Vivere in un paese dalle "geometrie" variabili

Correva l'anno 1998. Il paese Italia era immerso nella "felice" era ulivista (everybody welcome in the age of the ulivos, cantava Guzzanti figlio nel "Pippo Kennedy show"). Tutto sembrava a portata di mano: si entrava nell'euro, l'economia andava a gonfie vele, Prodi veniva "sgambettato" dal trio Marini, Bertinotti, D'Alema, ... insomma c'era grande fermento e tanta fiducia.

Nello stesso periodo circolava una mail di sostegno nei confronti delle donne afghane e di denuncia rispetto alle loro condizioni di vita, perché costrette dalla teocrazia talebana ad una vita inumana. Mi ricordo che ebbi un'aspra discussione con un amico che sosteneva l'inutilità di una presa di posizione di questo tipo da parte del mondo occidentale. La sostanza, per lui, era che i soliti rompicoglioni della sinistra avevano messo in scena un nuovo nemico da abbattere identificandolo con il regime talebano che aveva avuto la "sfrontatezza" di resistere ai carri armati sovietici. Insomma i comunisti italiani, non avendo potuto "godere" della vittoria sovietica sul campo, avrebbero voluto con questa mail garantire  una vendetta da gustare fredda, ottenendo una vittoria postuma e simbolica (infatti il blocco sovietico si era sgretolato nell'agosto 1991, affidando le sue sorti ad un noto bevitore di vodka. Qualche sociologo poi ci spiegherà questa strana coincidenza sull'indole al bere di Bush ed Eltsin).

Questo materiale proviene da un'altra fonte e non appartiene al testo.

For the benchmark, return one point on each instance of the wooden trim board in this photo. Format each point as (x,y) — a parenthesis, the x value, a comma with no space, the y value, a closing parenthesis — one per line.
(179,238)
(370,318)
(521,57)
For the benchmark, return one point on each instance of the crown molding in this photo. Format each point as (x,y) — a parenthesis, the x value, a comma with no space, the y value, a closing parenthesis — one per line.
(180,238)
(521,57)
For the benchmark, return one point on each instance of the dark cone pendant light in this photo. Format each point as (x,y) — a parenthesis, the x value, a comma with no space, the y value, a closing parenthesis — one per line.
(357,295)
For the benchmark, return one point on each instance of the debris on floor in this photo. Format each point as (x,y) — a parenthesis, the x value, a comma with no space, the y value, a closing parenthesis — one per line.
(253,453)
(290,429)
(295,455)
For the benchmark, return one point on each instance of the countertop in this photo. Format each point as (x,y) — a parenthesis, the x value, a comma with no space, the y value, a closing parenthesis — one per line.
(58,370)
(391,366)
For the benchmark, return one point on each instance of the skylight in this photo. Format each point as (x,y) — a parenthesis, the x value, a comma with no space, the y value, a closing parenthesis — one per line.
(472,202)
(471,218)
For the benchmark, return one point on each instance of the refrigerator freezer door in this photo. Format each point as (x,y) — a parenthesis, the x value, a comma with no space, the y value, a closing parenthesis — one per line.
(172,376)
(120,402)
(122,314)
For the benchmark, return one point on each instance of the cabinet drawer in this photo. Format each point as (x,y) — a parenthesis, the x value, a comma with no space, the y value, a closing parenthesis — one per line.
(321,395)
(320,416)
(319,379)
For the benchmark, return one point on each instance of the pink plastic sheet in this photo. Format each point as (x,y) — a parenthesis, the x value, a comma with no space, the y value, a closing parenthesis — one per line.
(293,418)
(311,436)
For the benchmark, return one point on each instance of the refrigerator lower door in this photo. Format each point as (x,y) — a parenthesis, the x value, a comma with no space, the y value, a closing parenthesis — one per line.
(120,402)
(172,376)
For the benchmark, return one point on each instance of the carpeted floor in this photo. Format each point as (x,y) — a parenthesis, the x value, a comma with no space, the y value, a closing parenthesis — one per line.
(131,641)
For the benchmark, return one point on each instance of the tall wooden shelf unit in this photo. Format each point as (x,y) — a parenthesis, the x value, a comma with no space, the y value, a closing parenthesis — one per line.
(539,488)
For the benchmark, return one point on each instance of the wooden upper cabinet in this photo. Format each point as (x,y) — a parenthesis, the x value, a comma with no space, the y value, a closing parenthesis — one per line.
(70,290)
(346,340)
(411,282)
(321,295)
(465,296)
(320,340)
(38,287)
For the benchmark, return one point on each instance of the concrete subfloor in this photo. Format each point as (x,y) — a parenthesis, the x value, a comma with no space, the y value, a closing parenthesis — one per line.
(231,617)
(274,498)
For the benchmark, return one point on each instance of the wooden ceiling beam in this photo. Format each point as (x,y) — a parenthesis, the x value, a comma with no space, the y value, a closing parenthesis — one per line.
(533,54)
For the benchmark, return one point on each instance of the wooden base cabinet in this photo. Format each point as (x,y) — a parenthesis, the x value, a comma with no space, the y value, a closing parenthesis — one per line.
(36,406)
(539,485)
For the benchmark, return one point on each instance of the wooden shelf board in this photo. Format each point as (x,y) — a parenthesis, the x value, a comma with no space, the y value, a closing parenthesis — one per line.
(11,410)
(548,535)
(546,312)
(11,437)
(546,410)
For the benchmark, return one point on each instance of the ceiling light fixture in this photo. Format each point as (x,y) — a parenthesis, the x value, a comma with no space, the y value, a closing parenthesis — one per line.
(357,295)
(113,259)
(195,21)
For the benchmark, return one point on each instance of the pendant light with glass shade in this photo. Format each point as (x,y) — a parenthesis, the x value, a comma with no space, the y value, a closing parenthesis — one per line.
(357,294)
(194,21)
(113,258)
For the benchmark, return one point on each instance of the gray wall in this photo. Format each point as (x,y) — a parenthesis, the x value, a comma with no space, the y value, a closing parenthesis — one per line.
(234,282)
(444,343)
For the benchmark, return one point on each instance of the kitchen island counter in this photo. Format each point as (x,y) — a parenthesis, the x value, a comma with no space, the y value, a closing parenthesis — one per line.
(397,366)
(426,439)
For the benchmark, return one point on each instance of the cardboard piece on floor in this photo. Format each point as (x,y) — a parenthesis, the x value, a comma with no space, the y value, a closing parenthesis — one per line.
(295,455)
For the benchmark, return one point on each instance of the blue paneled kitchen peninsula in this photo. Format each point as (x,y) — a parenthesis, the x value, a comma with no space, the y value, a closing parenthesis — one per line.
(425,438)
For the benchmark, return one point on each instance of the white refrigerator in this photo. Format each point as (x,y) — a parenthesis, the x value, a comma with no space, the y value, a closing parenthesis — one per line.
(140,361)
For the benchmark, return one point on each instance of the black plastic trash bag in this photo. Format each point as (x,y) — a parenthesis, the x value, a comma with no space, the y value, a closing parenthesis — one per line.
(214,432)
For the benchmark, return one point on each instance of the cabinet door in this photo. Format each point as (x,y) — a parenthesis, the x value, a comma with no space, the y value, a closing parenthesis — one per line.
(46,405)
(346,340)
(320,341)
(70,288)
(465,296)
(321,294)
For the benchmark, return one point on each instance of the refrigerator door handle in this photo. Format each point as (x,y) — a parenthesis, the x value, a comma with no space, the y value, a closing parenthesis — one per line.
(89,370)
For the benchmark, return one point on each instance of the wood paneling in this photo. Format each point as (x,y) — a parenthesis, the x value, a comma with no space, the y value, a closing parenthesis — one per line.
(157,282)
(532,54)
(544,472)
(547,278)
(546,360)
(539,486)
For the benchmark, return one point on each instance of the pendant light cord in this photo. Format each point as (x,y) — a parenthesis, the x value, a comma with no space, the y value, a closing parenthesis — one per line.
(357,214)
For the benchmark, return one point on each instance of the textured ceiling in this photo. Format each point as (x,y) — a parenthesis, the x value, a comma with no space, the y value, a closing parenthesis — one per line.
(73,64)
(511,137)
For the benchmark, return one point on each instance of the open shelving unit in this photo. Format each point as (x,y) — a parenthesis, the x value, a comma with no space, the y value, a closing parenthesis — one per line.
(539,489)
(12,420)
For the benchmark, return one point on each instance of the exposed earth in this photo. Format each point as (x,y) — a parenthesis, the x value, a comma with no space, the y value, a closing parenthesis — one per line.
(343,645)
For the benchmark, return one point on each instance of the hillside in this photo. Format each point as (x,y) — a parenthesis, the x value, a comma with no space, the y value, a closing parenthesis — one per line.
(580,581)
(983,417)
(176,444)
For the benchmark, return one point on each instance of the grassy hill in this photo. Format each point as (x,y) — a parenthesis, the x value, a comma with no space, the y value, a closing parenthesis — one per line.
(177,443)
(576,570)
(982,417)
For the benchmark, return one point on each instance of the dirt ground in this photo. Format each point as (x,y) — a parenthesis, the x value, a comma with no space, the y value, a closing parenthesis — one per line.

A distanza di 3 anni, nel 2001, lo sgambetto del trio Marini, Bertinotti, D'Alema ai danni di Prodi concretizzò l'ascesa al governo di Berlusconi e l'11 settembre assistemmo, esterefatti, alla tragedia di New York e Washington. Ovviamente subito ci fu detto che i colpevoli erano i talebani protettori di Bin Laden e che si sarebbe dovuta intraprendere una nuova crociata (enduring freedom), non in nome di un dio, ma in nome di un'idea (spiegare a Bush che in termini filosofici le due cose coincidono sarebbe stato troppo complesso).
A questo punto in afghanistan arrivarono i carri armati americani e, come per magia, anche il mio amico, e quelli che la pensavano come lui, scoprì i maltrattamenti a cui erano soggette le donne afghane. A quel punto la mail che circolava nel 1998 fu sottoscritta da Bush in persona: con questo atto giustificò l'attacco all'Afghanistan non come semplice vendetta per gli eventi di New York e Washington, ma come atto di liberazione delle donne con il velo.
In Italia i Ferrara's wife e compagnia cantante alzarono altissimi cori di "alleluia" alla guerra sacrosanta per la liberazione delle donne afghane e giustificarono i danni collaterali delle bombe a grappolo con il bene superiore della libertà per le afghane.

Oggi sono passati quasi 5 anni dall'invasione dell'Afghanistan e da un reportage di Ruotolo per "anno zero" di Santoro scopriamo alcune cose molto interessanti:

  • le donne afghane hanno ancora il burqa;
  • i talebani non sono la governo, ma controllano vaste zone del territorio;
  • si stima che i morti civili siano circa 20mila.

Insomma, come nella migliore tradizione gattopardesca si è deciso di cambiare tutto per non cambiare nulla. Prima erano i sovietici a fare la loro "bella" guerra imperiale, mentre oggi siamo noi trovando anche giustificazioni a questo operato. Questo dimostra la straordinaria capacità dell'italiano medio di posizionare il proprio pensiero a seconda della convenienza del momento, evitando di riflettere quale sia il significato politico, e direi di più, etico, che sta dietro ad ogni presa di posizione in difesa degli oppressi e dei deboli.

Questo in Italia succede quando si è "costretti" a cambiare idea, perché la storia lo impone e, si sa, è sempre il vincitore a scrivere la storia.